Rüyalarla özel bir ilişkim var. Uyanık olmakla uykuda olmak arasında benim için birçok "işin" gerçekleştiği bir boşluk var. Çoğu zaman bu görüntüler veya fikirler uykuya dalmadan hemen önce aklıma geliyorlar. Ve çok daha sonradan tekrar ortaya çıkarak bana adeta bir deja vu yaşıyormuşum gibi hissettiriyorlar. Bu anların oldukça büyülü bir yanı var.


My Favorite Person, Fotoğraf: Kenneth Morton


Eğer zaten halihazırda bir adı yoksa, üzerinde çalışmakta olduğunuz yapıta adını vermeye ne zaman karar verirsiniz?


Hazır olduğunda yapıtın başlığını kendisinin seçtiğini hissediyorum. My Favroite Person ismi aslında çok yakın bir arkadaşımın konserini izlerken birdenbire aklıma geldi. Adeta bu başlık aklıma düştü ve onu kafamdan çıkaramadım. Diğer bazı yapıtlar önce bir başlıkla başlıyor ve sonradan fikir geliyor. Her gösteri için her zaman farklı.


My Favorite Person, Fotoğraf: Skyler Reid


Sanatınızı etkilediğini düşündüğünüz biri veya bir sanatçı var mı, varsa kim?

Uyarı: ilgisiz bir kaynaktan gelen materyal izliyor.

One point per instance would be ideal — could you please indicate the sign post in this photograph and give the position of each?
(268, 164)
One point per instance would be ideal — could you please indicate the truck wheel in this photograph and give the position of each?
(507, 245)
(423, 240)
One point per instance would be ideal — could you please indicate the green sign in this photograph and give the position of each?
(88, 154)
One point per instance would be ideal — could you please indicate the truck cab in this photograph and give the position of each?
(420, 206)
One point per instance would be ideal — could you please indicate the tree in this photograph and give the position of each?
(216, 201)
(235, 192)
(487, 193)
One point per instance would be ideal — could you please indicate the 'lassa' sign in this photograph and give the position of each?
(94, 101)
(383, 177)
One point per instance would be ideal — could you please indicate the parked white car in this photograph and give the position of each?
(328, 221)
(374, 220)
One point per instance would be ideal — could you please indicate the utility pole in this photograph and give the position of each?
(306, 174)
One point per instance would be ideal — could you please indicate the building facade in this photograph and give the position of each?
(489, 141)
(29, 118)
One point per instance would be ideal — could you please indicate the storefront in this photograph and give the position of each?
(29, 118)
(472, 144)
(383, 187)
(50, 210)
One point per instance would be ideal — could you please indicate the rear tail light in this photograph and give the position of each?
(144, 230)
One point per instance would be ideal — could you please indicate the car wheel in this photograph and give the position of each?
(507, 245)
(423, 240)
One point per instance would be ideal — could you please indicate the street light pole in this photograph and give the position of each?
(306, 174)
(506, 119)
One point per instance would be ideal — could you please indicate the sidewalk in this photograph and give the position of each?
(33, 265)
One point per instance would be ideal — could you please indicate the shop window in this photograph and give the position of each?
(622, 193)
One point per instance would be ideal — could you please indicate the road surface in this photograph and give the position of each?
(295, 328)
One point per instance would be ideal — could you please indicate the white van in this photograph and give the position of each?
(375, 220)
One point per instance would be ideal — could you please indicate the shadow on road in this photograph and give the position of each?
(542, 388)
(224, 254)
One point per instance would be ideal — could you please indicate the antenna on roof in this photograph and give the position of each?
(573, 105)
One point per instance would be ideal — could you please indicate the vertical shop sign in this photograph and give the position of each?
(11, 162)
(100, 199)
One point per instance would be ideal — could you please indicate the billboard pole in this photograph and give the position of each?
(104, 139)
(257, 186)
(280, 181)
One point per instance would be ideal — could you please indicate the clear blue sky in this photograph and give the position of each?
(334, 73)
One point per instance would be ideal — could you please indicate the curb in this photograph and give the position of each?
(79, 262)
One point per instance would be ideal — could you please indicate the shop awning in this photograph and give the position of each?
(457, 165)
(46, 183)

İşlerimde beni herhangi bir sanatçı veya kişiden daha çok, içinde bulunduğum ortam etkiliyor. Almatı, Kazakistan'da doğdum ve annem tarafından kendi hayatımı yaratmam konusunda çok teşvik edildim. Gençken yalnız geçirdiğim çok zaman oldu, bir nevi kendi halime bırakılmıştım. O zamanlar yapmayı en çok sevdiğim şey, içinde bulunduğum ortamı gözlemlemekti. Bir sürü çiçek, meyve ağacı ve ahududu çalılarıyla dolu inanılmaz bir bahçemiz vardı. O bahçedeki her ayrıntıyı gözlemledim. Her yaprağı, her taşı, kedi ve köpeğimizin her alışkanlığını biliyordum. Bunun, nerede olduğumu gözlemlememde ve belki de bunu yaptıklarıma yansıtmamda büyük etkisi olduğunu düşünüyorum. Tabii ben de her çocuk gibi o bahçede pek çok hikaye uydurmaya başladım. Onları da yazdım (her ne kadar nasıl yazacağımı henüz bilmesem de). Bu yüzden annem eve geldiğinde karalayan benle karşılaşırdı. O zamandan beri, içinde bulunduğum ortamın, yerini, hayal gücüme bırakmasına izin verdim. Çimlerin nasıl hareket ettiğini izlemek veya yanından geçen bir kişinin bir tutam saçı kulağının arkasına atmak için elini nasıl kaldırdığını görmek her zaman heyecan verici ve bu basit, gündelik anların işlerini gerçekten etkileyebileceğini bilmek de.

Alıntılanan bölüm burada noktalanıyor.